The Wall Street bank was approached by ESR Cayman <1821.HK> and its main backer, Warburg Pincus, in August to develop a rescue plan for ESR’s initial public offering (IPO), according to two sources involved in the transaction, after the industrial property investor was forced to pull its original planned float in June.
The sources declined to be identified because the discussions were not public.
Morgan Stanley, Citigroup, CLSA, Credit Suisse and Goldman Sachs declined to comment on the shuffling of banks working on the deal. Warburg Pincus and ESR also declined to comment.
Banks worldwide jostle fiercely for top billing on IPOs, decided by which ones are listed at the top and which are listed first, or to the left, of each category. Position matters for publicity as well as league-table credit – and is usually reflected in the fees each bank will take.
Although Morgan Stanley had no role in the first IPO attempt, it has usurped its rivals and is now leading the relaunched offering as the so-called ‘lead left’ JGC.
“It’s very rare to see a bank not working on a deal at first get a senior role as JGC (joint global coordinator) – not to mention in ESR’s case, the new bank is actually leading the relaunched deal,” said one senior equity capital banker not involved in this transaction.
The top-ranked banks in a Hong Kong IPO are known as sponsors, who carry legal liability for the accuracy of the prospectus. Under them are joint global coordinators. The bottom rung are joint bookrunners (JBRs), who collect orders from would-be investors but do not usually play a bigger role.
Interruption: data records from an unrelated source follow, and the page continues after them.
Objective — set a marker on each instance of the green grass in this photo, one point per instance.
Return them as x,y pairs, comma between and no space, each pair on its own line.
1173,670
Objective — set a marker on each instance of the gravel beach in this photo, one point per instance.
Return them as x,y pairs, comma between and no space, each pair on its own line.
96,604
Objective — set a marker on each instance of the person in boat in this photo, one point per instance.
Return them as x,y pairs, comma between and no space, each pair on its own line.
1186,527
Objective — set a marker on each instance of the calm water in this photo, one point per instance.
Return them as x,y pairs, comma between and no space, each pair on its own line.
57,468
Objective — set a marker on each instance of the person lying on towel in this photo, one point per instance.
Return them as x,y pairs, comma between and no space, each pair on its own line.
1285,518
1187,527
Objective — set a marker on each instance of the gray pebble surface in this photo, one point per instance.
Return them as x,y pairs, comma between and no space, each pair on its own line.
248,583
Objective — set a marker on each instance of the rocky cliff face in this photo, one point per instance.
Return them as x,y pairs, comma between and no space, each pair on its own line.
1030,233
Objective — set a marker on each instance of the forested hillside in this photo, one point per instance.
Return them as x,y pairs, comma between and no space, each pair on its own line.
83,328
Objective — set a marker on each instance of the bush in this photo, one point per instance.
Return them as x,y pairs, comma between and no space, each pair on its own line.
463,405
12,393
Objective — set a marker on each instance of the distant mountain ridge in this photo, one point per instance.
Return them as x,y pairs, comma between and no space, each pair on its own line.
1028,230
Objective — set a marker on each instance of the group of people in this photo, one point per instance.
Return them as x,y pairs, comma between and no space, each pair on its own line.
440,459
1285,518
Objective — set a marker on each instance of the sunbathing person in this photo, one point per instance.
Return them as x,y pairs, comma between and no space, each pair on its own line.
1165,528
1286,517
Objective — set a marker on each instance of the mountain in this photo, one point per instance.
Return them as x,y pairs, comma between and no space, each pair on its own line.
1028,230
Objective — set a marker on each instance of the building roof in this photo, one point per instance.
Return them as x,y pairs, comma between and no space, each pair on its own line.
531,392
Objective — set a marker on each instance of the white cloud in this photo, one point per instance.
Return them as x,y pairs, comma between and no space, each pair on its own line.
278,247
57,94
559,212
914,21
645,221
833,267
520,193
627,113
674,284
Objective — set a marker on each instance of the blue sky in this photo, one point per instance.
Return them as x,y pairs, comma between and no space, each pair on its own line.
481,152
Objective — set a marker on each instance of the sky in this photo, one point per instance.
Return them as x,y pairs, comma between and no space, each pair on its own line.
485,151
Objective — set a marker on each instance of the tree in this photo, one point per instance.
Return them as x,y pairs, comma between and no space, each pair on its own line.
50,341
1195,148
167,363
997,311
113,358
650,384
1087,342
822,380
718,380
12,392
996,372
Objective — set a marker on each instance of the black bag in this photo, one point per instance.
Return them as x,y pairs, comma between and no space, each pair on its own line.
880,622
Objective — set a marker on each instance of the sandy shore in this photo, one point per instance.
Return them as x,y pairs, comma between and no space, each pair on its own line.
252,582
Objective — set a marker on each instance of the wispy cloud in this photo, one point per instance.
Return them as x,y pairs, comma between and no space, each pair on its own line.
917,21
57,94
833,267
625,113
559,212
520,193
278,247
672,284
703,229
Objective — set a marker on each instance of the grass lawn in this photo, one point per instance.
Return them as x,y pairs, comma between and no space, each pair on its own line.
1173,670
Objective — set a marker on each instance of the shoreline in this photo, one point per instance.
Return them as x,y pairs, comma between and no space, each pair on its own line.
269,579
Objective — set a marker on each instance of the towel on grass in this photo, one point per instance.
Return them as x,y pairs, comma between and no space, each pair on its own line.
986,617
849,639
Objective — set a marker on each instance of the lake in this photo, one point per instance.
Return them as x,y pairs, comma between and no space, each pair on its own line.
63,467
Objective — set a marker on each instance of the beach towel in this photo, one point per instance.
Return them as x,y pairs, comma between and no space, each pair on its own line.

“It’s certainly not common in the Hong Kong IPO market,” said one source involved in the transaction. “Several existing banks couldn’t sell the deal as well as the issuer and its main backer expected, due to the high target valuation last time.”
The June deal was led by Deutsche Bank <DBKGn.DE> and CLSA as the lead sponsors with Citigroup <C.N>, Credit Suisse <CSGN.S>, DBS <DBSM.SI> and Goldman Sachs <GS.N> listed as joint global coordinators.
This time however Morgan Stanley is leading investor meetings for the deal in London on Wednesday, continuing a roadshow which has already taken in Singapore and Hong Kong and will head to New York on Thursday.
Only Morgan Stanley and Deutsche Bank analysts are producing research on the deal – typically also a sign of which banks are leading the transaction.
Both Deutsche Bank and CLSA retain their official roles as sponsors because changing sponsors would have involved restarting the entire IPO application process, said two sources.
While Deutsche Bank is also still listed as a JGC, CLSA has been dropped to a bookrunner role.
ESR Cayman made the decision to pull its deal in June on the day it was due to price, citing “market conditions”. Sources at the time told Reuters that the company had targeted a relatively aggressive valuation that had made the deal a hard sell in volatile markets.
“ESR and Warburg Pincus were not happy with some of the banks and wanted to kick some of them out last time. But to have a smooth relaunch of the deal as soon as possible, they have brought in Morgan Stanley and kept these banks,” said the same source involved in the deal.
In its second attempt, ESR is seeking to sell shares worth up to $1.45 billion, giving it a market capitalisation of as much as $6.74 billion – the same as it sought in June.